Seasons create mysteries as they pass over the Central Desert. The year slips from hot to cold, and back to hot again. Waterholes with their bottomless depths are cold all year round, making them only swimmable in summer. Some say the Rainbow Serpent lives lurks along the bottom of particular waterholes. When people drown, their bodies are usually not recovered. Where do they go?

The landscape also holds its own secrets. On a dark night, tucked up in a swag on a campsite in the Central Desert, one can feel the breath of the earth and the gasp of the wind. The stars themselves have chronicled this place for longer than collective human memory.

Birthday Waterhole in Central Australia: shrouded in mystery
Birthday Waterhole in Central Australia: shrouded in mystery

The mysteries surrounding fires in the riverbed during winter also exist in Alice. As one drives around town at night, coals like burning crystals illuminate the darkness all along the Todd River. Each person gathered around each campfire has a story, has a history. Who are they? What has their life been? The same could be asked of people clustered around backyard firepits and bonfires roaring out on acreage.  At any one moment on a winter's night right across the darkened town of Alice Springs, various fires burn all doing the same thing: bringing people together. The flames unlock conversation and community. How this happens is magical.

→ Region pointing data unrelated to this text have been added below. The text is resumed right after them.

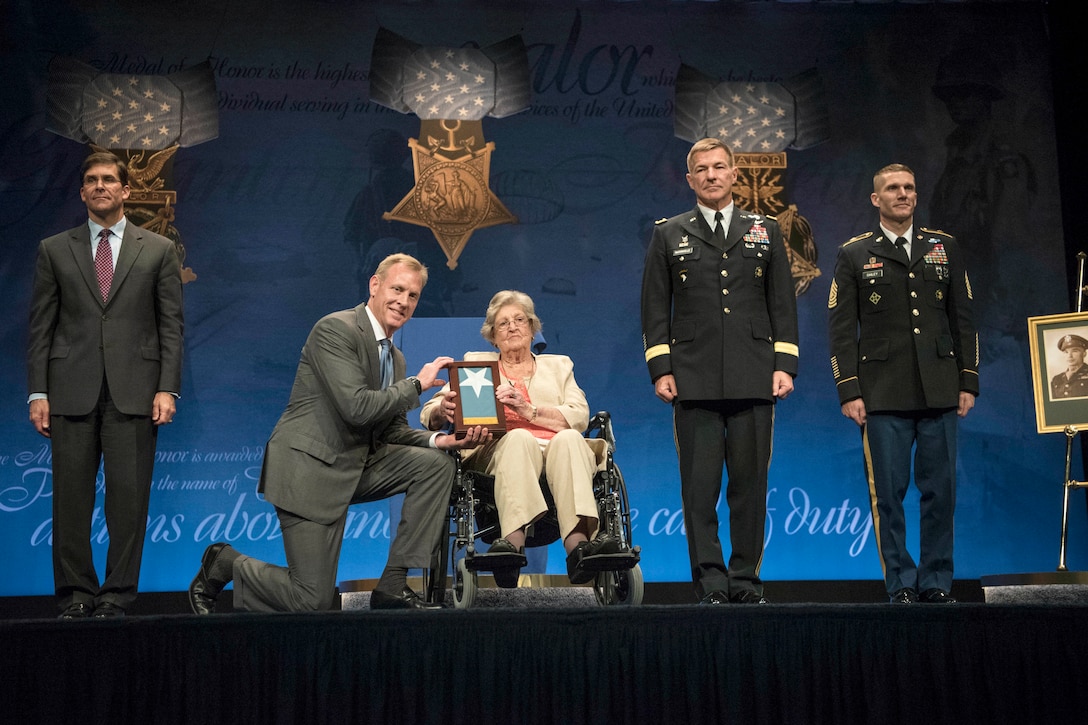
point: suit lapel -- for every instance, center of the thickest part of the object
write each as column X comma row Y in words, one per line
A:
column 738, row 226
column 881, row 246
column 919, row 248
column 79, row 244
column 695, row 226
column 132, row 243
column 369, row 345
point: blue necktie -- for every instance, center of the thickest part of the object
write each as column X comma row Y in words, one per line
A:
column 385, row 363
column 719, row 228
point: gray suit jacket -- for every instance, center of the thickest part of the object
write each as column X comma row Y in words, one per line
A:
column 134, row 338
column 337, row 415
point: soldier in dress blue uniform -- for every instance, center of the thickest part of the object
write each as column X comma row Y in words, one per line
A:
column 1074, row 381
column 719, row 327
column 904, row 354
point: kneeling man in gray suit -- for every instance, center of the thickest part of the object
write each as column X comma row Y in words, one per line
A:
column 345, row 439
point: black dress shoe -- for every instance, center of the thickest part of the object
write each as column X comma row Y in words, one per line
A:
column 76, row 611
column 937, row 597
column 108, row 610
column 580, row 566
column 904, row 596
column 208, row 581
column 407, row 600
column 748, row 597
column 505, row 562
column 715, row 598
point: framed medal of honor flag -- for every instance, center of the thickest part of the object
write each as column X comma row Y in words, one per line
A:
column 1060, row 370
column 474, row 384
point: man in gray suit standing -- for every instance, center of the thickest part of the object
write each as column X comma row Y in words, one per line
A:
column 103, row 370
column 345, row 439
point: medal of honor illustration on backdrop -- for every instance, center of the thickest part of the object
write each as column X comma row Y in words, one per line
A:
column 759, row 121
column 450, row 89
column 141, row 119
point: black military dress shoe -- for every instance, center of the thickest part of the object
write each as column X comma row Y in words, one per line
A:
column 108, row 610
column 748, row 597
column 407, row 600
column 76, row 611
column 206, row 586
column 715, row 598
column 937, row 597
column 904, row 596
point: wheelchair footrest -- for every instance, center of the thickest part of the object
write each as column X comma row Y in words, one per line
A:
column 618, row 562
column 490, row 562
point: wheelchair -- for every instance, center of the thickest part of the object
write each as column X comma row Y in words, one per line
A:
column 473, row 517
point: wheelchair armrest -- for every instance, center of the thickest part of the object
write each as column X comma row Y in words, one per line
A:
column 601, row 425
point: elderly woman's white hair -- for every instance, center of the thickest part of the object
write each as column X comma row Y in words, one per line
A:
column 502, row 299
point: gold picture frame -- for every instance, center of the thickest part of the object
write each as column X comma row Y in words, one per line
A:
column 1061, row 398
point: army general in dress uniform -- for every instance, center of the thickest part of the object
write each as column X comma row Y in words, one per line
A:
column 1074, row 381
column 904, row 354
column 719, row 328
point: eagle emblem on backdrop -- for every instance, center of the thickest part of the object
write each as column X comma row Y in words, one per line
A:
column 450, row 89
column 141, row 119
column 761, row 121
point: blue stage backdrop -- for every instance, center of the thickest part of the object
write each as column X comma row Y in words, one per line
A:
column 281, row 222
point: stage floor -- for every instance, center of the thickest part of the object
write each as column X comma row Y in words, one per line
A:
column 680, row 663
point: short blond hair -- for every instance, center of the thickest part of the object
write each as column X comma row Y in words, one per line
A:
column 704, row 145
column 890, row 169
column 400, row 258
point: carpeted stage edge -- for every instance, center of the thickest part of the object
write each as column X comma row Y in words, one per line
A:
column 811, row 662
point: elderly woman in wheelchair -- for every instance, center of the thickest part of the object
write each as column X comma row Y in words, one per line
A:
column 546, row 413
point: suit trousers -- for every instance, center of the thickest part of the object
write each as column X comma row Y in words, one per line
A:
column 308, row 582
column 125, row 446
column 738, row 434
column 888, row 440
column 517, row 461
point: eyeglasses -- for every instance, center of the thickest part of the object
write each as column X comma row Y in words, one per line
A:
column 520, row 321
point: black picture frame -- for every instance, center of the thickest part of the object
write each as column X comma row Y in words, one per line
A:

Some stories strike fear into the hearts of weary or adventurous travelers. Heading south from Alice Springs will take you into South Australia where the landscape cycles past repetitively and fatigue tempts the driver. These roads are long, exposed, and often lonely. Tour guides who use them regularly whisper of people who have headed south and disappeared off the highway with no explanation, never to be seen again. Did they veer off the road accidentally? Or were they taken?

However, these questions don't stop those who call the outback home. When adventure trumps fear, we experience true freedom. Remote roads track all across the Territory, some sealed, some unsealed, some well-traveled, others isolated. The locals who traverse them have heard all the stories of the outback. Despite the terror embedded in some of these stories, the thrill of the unknown and the challenge of remote life mean people still choose to live here. Like seeing the Todd River flow three times, once you see the outback, you cannot leave your memories behind. They stay with you forever.